Those were the days… or where they?

06 April 2006
Those were the days… or where they?

During a recent Herculean attempt to rid myself of a few rainforests' worth of old papers, I discovered a sheaf of menus I'd saved from 10 years ago. They brought back some painful memories.

Some of the older lags among you may remember the days when chefs decided that risotto was much better made with pearl barley and not rice, when mashed potato was flavoured with vanilla, crème brûlée was flavoured with anything but vanilla, and lollo rosso was considered edible.

Trends in food are nothing new, but there are certain dangers inherent in treating cookery as just another branch of the fashion industry. I'm convinced that a whole generation of chefs has grown up not realising that marmalade can be made from oranges as well as red onions, or that bread and butter pudding doesn't have to be made with panettone.

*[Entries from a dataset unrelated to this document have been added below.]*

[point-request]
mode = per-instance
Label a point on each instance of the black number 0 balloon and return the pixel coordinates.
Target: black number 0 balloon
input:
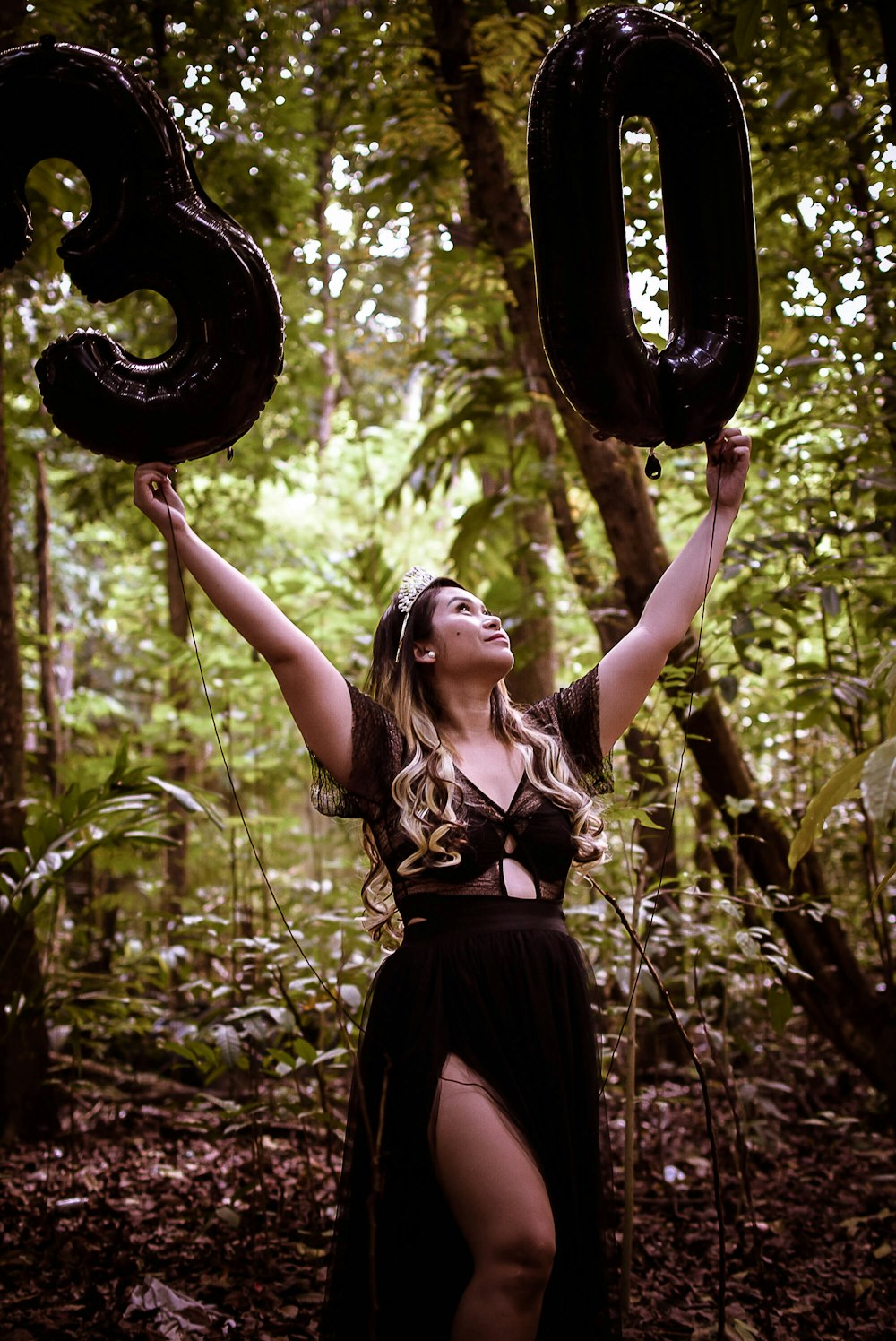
(151, 226)
(617, 64)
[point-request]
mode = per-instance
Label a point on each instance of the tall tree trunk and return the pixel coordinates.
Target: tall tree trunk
(24, 1048)
(839, 997)
(612, 622)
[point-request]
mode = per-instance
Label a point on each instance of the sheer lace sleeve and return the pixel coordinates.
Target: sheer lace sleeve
(375, 757)
(574, 713)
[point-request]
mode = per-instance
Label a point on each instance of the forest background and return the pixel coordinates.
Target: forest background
(377, 153)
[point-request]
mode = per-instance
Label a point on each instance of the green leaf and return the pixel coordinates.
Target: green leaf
(228, 1043)
(780, 1006)
(882, 888)
(879, 782)
(833, 792)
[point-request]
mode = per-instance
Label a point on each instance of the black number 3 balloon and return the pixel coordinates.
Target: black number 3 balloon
(617, 64)
(151, 226)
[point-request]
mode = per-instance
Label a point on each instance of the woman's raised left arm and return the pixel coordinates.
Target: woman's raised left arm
(629, 670)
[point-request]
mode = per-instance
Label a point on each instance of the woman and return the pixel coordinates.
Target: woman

Innovation and adaptation are half the fun of cooking: new ingredients and techniques demand new ideas and new recipes. The trouble is that yesterday's catwalk creations mutate into today's prêt-à-porter. The cutting-edge dish of slow-cooked lamb shank turns into a tired old pub staple, boiled into submission and drowned in a glutinous sauce. Meanwhile, the catwalk has moved on. Heaven knows what will have happened to Mr Blumenthal's snail porridge by the time it reaches the Dog and Duck.

It is not, of course, the fault of our highly inventive culinary couturiers that their ideas are pinched by lesser chefs, who might profitably spend more time learning to cook a good fish soup or a proper steak and kidney pudding than indulging in Fat Duck knock-offs. On the old menus, the dishes I would still want to order were invariably the classics, not the whims of a chef with more ingredients than sense.

I do, however, have a confession to make: the menus I discovered were mine. It was akin to finding a fading photo of oneself sporting maroon loon pants and dodgy facial hair, and I felt suitably ashamed.

Suppressing an immediate urge to burn them, I decided to keep them. As the philosopher George Santayana once said: "Those who cannot remember the past are condemned to repeat it."

Over to you

Simon Wright, restaurateur and food critic
"I had a meal at Cracco-Peck in Milan a few years back, and I recall with particular disgust a martini glass containing strips of smoked salmon in a misty foam of what I took to be egg white, salmon eggs and something incredibly bitter apparently called Crodino, which is a non-alcoholic version of Campari. Acrid and toxic-tasting."

Gerard Greene, chief executive, Yotel, London "The deep-fried scorpion I had in a restaurant in London. When it turned up on my plate I was pretty horrified and felt somewhat pressured into eating it. It felt a bit like I was on I'm a Celebrity - Get Me Out of Here."

Harry Murray, managing director, Lucknam Park, Bath "I once saw somebody order oysters and then cover the whole thing in chocolate sauce before eating them. In terms of strange meals I've served myself, Elizabeth Taylor and Richard Burton came in and she ordered lobster and smoked salmon with Champagne while he ordered sausage and mash covered in gravy, and a bottle of vodka."

Sean Valentine, managing director, Missing Ingredients "They'll probably kill me for saying this, but it was probably at the Fat Duck in Bray. Heston Blumenthal was doing lots of things with ice-cream. Black pudding ice-cream was the strangest thing I have ever eaten in my life. It was just weird."